United States – innovation

The United States has increased its surveillance of the private equity industry. The perennial topic of carried interest was in the Build Back Better Act, but later migrated to the Cut Inflation Act.

However, without the intervention of Senator Kyrsten Sinema, the current capital gains tax treatment would have been replaced by income tax, levied in the United States and most other countries at a higher rate.

There are strong arguments for treating performance fees as capital gains because they reflect the growth and added value created in the underlying investments of a private equity fund.
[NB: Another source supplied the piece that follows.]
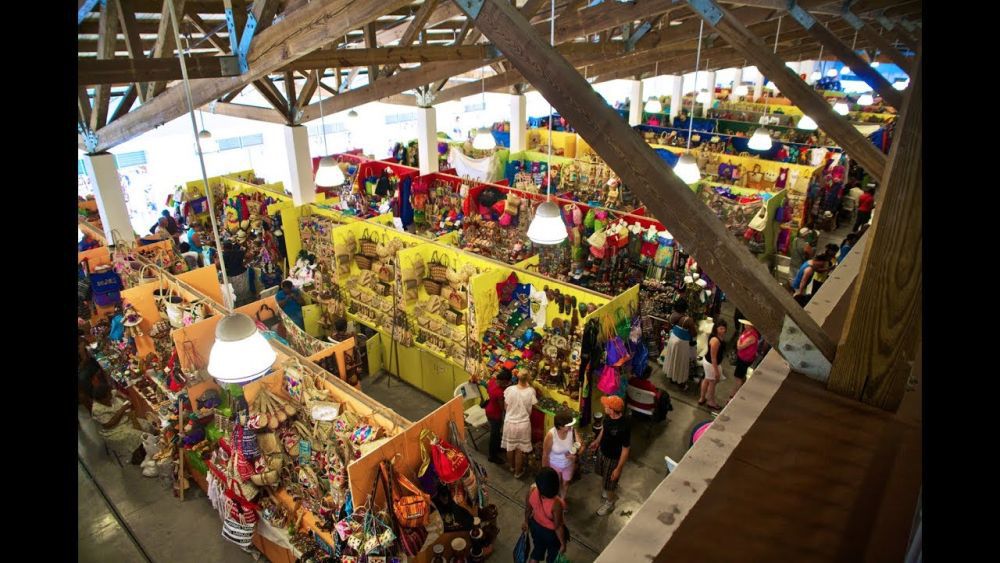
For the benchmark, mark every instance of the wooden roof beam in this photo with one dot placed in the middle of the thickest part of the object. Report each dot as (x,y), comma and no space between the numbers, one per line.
(744,279)
(846,54)
(300,32)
That said, the migration of the largest private equity groups to listed company status means that much of the industry is now taxed at corporate tax rates.

Another recent innovation has been the introduction of a minimum book tax of 15% which companies are supposed to apply to their bottom line.

The book tax will have the effect of increasing the overall effective corporate tax rate. Harmonization with the global tax agreement promoted by the OECD seems problematic as this initiative has stalled, having failed to remove legislative barriers in the US and EU.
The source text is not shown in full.